EXCLUSIVE: DARKSWORD iOS KIT UNLEASHES SIX-FLAW ASSAULT, STEALS CRYPTO IN SECONDS
A sinister new weapon is executing lightning-fast digital heists on iPhones worldwide. Dubbed DarkSword, this full-chain exploit kit leverages SIX critical vulnerabilities—including THREE zero-days—to seize total control of devices, pilfering credentials and draining crypto wallets in a matter of seconds before vanishing without a trace. This isn't just another data breach; it's a surgical, financially motivated strike.
Since at least November 2025, multiple threat actors, including suspected state-sponsored Russian espionage group UNC6353, have wielded DarkSword in targeted campaigns across Saudi Arabia, Turkey, Malaysia, and Ukraine. The kit specifically hunts iPhones running iOS 18.4 through 18.7, exploiting unpatched vulnerabilities to install malware that performs a rapid "hit-and-run" data extraction. Its discovery, coming just a month after the Coruna kit, signals a dangerous new era of proliferating, commercial-grade mobile exploits.
"DarkSword is a predator focused on crypto assets," revealed one cybersecurity analyst who reviewed the technical findings. "It automates the theft of private keys and wallet credentials with terrifying efficiency. The cleanup is so thorough, many victims may never know they were attacked until their blockchain security is already compromised." This highlights a grim reality: a thriving second-hand market now allows less-resourced groups to buy top-tier exploits, blurring the lines between espionage and crime.

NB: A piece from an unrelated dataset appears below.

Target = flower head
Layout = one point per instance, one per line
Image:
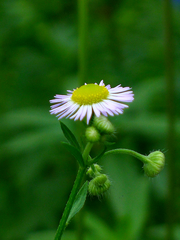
(91, 99)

Every iPhone user is now a potential target. This toolkit requires almost no interaction—no clicking a phishing link, no downloading a suspicious file. Simply visiting a compromised website through a malicious iFrame can trigger the exploit chain. The vulnerabilities, cataloged as CVE-2026-20700, CVE-2025-43529, and CVE-2025-14174, were previously unknown zero-days, proving that even Apple's walled garden has critical weak points.
We predict a surge in copycat campaigns as the underlying exploit code circulates in shadowy forums. The barrier to entry for devastating ransomware and data breach operations is crumbling.
Your phone is no longer just a phone; it's a bank vault under siege.